ホテルオークラの北側の道ぞいで、ホテルに隣接している。ちなみにホテルオークラ(旧常盤ホテル)を開業したのがここの所有者であった伊集院兼常である。
ここはもとは長州藩の御屋敷で その跡地に当時の政財界人たちが別荘を構えたわけだが 兼常は実業家として活躍したのみならず お茶をたしなむ数寄者であったそうだ。
建造物は京都市指定有形文化財に、庭園は京都市指定名勝となっている。玄関を入るとまず目に入るのが大久保利通の書いた額。幕末・新撰組・薩摩藩・長州藩・坂本龍馬・・・とイメージは広がってゆく。書院では10分ほどのビデオが流されておりこの建物の沿革を知ることができる。
そしてその奥の縁側から眺めるお庭が素晴らしい。午前11時ごろには太陽の光が池に反射しちょうど書院の障子がスクリーンのようになって映し出される。そこまで計算して建物と庭園を設計したのだな、と感心する。
高瀬川から水を取り込み建物の下を通り庭の中央に大きな池となり再び高瀬川に帰っていく仕組みになっているのだが 池の周りはもみじが若葉を芽吹き始めたところで 秋の紅葉もさぞや美しいのだろうなと想像できる。
書院の隣には3畳ほどのお茶室がある。躙り口の正面と左の面は壁で大きな窓があり狭いにもかかわらず とっても開放的、なぜかと思えば下に池があり宙に浮いているというか、池の中に浮かんでいる風情・・・浮遊感がある。
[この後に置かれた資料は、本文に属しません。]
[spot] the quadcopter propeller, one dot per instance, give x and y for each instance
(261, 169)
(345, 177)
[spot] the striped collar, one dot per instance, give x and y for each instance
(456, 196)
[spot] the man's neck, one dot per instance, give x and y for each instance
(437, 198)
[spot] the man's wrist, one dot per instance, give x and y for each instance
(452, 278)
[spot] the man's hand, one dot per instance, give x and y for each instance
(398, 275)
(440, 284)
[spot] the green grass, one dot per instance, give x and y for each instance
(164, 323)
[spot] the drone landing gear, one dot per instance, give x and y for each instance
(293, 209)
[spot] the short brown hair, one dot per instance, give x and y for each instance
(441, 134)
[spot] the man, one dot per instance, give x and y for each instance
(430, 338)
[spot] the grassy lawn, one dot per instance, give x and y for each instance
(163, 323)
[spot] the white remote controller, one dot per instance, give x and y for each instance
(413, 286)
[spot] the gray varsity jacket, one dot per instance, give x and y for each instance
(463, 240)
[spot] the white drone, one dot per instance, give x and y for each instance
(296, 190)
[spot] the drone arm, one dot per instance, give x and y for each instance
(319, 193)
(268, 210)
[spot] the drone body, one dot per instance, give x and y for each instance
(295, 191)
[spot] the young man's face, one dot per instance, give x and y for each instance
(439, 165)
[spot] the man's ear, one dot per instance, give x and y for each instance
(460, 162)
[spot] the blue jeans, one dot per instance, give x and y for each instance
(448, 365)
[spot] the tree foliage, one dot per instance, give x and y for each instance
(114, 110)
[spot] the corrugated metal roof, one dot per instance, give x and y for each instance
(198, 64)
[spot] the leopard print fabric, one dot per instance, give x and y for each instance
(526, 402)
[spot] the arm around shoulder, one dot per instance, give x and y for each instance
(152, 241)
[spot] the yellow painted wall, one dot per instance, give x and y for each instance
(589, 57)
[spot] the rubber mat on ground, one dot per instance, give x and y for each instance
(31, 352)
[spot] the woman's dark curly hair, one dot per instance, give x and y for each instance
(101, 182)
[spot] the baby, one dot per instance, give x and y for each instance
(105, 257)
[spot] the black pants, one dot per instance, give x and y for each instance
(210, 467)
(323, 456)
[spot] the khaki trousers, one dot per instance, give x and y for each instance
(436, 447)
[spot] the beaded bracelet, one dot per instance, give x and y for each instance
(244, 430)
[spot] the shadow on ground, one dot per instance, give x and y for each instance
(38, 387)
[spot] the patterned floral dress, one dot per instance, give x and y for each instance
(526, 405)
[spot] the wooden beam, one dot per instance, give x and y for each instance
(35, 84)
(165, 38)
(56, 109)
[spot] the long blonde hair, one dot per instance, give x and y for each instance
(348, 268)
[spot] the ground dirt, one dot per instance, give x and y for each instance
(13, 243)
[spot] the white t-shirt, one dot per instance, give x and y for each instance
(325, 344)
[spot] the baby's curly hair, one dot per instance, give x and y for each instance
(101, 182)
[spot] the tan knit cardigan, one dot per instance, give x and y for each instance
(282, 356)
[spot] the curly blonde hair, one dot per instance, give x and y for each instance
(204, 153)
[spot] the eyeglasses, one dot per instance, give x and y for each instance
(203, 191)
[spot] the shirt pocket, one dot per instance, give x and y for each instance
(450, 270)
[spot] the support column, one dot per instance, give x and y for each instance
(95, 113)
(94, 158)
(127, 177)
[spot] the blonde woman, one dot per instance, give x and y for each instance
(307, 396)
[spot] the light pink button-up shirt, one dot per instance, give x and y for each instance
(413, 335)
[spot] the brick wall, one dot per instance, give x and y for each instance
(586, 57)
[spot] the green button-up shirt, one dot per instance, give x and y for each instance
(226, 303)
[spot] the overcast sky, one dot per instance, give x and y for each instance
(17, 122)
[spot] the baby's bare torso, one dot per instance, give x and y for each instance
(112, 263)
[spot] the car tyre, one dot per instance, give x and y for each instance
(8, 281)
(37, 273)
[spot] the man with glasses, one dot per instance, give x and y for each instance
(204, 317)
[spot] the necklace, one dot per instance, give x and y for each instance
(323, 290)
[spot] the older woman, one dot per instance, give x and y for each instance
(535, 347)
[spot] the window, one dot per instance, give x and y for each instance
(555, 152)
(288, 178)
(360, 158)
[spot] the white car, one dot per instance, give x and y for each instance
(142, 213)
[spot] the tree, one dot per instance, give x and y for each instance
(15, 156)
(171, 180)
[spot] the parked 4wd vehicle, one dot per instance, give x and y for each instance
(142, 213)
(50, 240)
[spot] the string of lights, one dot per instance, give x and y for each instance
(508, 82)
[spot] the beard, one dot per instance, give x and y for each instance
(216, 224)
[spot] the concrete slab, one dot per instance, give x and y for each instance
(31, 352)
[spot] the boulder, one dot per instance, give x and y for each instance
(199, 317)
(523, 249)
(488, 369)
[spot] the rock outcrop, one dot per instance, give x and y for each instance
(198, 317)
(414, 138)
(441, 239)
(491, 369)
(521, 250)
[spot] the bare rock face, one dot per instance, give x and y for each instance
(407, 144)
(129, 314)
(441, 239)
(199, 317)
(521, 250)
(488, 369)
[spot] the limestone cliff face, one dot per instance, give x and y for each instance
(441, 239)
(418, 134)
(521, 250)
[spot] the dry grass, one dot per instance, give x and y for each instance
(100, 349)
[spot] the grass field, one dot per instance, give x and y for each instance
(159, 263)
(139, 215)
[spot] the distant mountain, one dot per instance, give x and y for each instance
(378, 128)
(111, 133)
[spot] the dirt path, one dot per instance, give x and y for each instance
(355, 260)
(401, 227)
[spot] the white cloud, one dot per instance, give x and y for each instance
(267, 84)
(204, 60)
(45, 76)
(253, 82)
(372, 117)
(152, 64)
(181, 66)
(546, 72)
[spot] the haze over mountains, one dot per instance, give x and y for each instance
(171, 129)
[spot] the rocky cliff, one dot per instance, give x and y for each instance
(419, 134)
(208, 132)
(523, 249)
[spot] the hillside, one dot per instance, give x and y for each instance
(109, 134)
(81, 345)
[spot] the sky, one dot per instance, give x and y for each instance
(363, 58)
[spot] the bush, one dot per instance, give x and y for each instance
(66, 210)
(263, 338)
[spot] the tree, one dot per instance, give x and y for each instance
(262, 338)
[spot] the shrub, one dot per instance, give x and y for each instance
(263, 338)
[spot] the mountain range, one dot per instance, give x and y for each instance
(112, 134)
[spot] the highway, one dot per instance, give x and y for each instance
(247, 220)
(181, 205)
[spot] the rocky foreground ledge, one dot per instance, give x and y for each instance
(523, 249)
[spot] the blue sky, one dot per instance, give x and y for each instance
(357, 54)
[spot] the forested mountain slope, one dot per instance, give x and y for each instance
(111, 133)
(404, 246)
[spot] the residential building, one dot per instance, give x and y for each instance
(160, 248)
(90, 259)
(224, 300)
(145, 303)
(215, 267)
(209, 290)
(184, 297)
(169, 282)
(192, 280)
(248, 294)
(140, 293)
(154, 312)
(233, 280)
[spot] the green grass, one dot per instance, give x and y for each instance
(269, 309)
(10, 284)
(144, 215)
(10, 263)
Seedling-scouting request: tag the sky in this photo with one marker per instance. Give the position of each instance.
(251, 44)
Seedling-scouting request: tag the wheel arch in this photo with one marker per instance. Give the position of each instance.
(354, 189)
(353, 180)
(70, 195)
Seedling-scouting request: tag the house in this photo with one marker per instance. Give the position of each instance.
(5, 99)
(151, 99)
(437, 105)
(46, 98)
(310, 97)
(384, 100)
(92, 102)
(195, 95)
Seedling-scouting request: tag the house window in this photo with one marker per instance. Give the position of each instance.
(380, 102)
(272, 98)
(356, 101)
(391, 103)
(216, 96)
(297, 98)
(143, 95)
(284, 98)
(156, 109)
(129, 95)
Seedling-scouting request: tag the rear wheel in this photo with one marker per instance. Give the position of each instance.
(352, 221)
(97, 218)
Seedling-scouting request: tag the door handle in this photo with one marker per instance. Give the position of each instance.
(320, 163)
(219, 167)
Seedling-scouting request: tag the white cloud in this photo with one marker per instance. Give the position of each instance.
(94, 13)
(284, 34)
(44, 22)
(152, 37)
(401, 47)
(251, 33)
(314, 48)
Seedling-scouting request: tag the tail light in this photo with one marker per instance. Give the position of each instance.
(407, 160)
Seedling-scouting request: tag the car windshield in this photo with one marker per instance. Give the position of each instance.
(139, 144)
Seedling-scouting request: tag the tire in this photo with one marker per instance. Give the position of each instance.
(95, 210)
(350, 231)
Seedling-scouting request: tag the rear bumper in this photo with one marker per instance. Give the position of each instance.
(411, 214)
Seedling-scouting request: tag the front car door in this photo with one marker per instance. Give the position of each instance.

その奥には広間 ここでは緑茶とお菓子をいただいた。縁側から降りてお庭にも少し歩いて行ける。 灯篭や手水鉢がそこここに置かれアクセントとなっている。
木屋町という繁華街にありながら「市中の山居」として静かな佇まいで 庭を眺めていると時のたつのをしばし忘れるようでつい長居してしまった。